Declining seasonality of weight-for-age Z-scores (WAZ). (a) Seasonal patterns for each decade. (b) Estimated amplitude vs decade. Predicted WAZ for under-2 year old children in Keneba, Kiang West, The Gambia. These data were derived from approximately 10,000 observations on 800 individuals (boys and girls combined; their pattern were very similar) each decade. The first three pairs of Fourier terms were used to fit the curves for each decade. The z-scores were based on the WHO 2006 standard tables.

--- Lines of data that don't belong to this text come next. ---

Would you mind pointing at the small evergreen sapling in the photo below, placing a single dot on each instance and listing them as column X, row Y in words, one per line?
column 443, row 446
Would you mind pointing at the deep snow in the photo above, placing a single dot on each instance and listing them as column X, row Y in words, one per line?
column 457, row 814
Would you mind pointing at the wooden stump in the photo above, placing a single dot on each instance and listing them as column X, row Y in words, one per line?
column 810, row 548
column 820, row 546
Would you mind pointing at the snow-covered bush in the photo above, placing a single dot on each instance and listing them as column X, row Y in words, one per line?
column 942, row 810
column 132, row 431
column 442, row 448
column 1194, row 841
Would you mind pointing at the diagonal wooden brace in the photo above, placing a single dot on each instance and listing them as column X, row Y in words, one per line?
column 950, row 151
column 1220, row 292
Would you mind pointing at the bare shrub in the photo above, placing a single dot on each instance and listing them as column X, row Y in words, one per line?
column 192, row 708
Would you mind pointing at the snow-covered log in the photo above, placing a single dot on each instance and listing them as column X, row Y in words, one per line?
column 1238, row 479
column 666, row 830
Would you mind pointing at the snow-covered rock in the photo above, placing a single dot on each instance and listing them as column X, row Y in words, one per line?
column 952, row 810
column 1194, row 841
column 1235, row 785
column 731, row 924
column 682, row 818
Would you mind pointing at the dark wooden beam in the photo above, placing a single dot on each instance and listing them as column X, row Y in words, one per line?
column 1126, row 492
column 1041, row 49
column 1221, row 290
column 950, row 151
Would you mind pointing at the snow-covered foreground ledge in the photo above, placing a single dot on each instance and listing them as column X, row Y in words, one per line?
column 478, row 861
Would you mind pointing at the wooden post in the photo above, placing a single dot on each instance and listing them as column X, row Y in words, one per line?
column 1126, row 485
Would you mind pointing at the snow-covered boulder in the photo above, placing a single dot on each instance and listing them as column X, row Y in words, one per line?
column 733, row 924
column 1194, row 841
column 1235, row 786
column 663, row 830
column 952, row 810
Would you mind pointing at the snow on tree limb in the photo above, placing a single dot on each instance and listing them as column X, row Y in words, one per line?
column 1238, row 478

2. This example employing the ccv is shown in Figure  2. Here the seasonal patterns of plasma pyridoxal, pyridoxal phosphate and pyridoxic acid derived from 315 observations of 52 Gambian women (data courtesy of Paula Dominguez-Salas). The logarithms of the assay values were fitted by random effects GLS regression using the first four Fourier terms and controlling for age; the fitted values were anti-logged to yield the plotted curves. All three biomarkers appear to follow the same seasonal influences peaking in May but are they affected equally? Although a thorough analysis would make allowance for the fact that these biomarkers were measured in the same women, from the ccv s and their 95% confidence intervals tabulated in Table  1 it is clear that the seasonal patterns are of very similar magnitude. Note also the consistency between the two methods used to estimate the confidence intervals.

Figure 2

Seasonal patterns of vitamin B6 biomarker levels in plasma of Gambian women. Pyridoxal = light grey; pyridoxic acid = dark grey; pyridoxal phosphate = black. The data were derived from 315 samples on 52 women observed across the year. Curves show the plasma concentration (mg/dl) estimated using generalised least squares random effects fitting the first four Fourier terms.

Table 1 The seasonal variation in vitamin B6 biomarkers among Gambia women

Conclusion

There are numerous ways to exploit the simple (but apparently little known) formula for the variance of a Fourier series given in equation (3). I suggest that in many, probably the great majority, of cases when seasonal or diurnal patterns are investigated in epidemiological studies, the ccv or related statistic will provide a simple and useful measure of the size of periodic variation. Its simplicity has the potential for this approach to provide the universally recognised standard statistics to be reported in such studies.